Tuesday, November 10, 2009

Open Government and Citizen Responsibility

I had a couple things happen today that reminded me how the concepts of "open government" (or "transparency") and "citizen responsibility" go hand in hand.

First, I was interviewed on a talk radio show in Michigan by a very thoughtful host (yes, they're out there) who wanted to know how people can be most effective in getting their message across to their legislators. He noted that many people are distressed about all the terrible things they hear about the major initiatives making their way through Congress (health care reform and climate change legislation being the most recent examples). How can an average citizen, he wondered, sort through it all?

The answer, quite simply, is they can't. Hey, I'm sorry to say it, but it's frankly impossible for anyone -- average citizen or Nobel prize winner -- to sort through the thousands of bills introduced in Congress and understand and have a thoughtful perspective on all of them. It's hard for most of us to do that for just one bill.

Frankly, that's why we have (gasp!) special interests. The people within these organizations spend a great deal of time culling through all the various bills making sure that the people they represent aren't harmed (or are helped) by the bill. If you're employed by someone, a member of a group like the AARP, HSUS or even the NRA, have ever bought anything or, ummm, breathe, chances are you've got one of those special interests working for you. And that's GOOD news. Thanks goodness we don't have to track down all this stuff ourselves.

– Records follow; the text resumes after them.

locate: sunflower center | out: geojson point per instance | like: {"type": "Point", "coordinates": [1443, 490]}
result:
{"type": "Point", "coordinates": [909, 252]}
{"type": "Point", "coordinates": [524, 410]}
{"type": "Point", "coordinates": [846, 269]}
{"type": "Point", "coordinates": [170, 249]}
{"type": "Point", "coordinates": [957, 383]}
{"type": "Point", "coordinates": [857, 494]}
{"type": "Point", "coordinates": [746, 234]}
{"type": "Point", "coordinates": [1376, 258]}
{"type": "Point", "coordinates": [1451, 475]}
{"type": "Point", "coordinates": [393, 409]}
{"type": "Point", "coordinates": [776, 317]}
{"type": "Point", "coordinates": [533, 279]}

This perspective was further solidified when I listened in on the Kojo Nnamdi show's great session on Open Government (more information on the WAMU website). The guests (from the Sunlight Foundation and Adobe) talked about the work they're doing to make Congressional information more accessible -- and what can be done to improve access to that information.

I'm 100% in agreement that nothing should be hidden. Bills should be posted, statements should be made public, citizens should know what their money is being spent on. At the same time, I also think more needs to be done to explain the significance of the information we're so busy pumping out. All the best information in the world isn't valuable unless people understand it in the context of the legislative process.

In short, I'm all for open government. But with that openness comes, I believe, a measure of citizen responsibility. We must, as Socrates might say, know what we don't know about issues and be willing to learn and explore the various nuances. That will be far more productive, and serve our democracy far better, than angry outbursts at what we've "heard" about particular bills.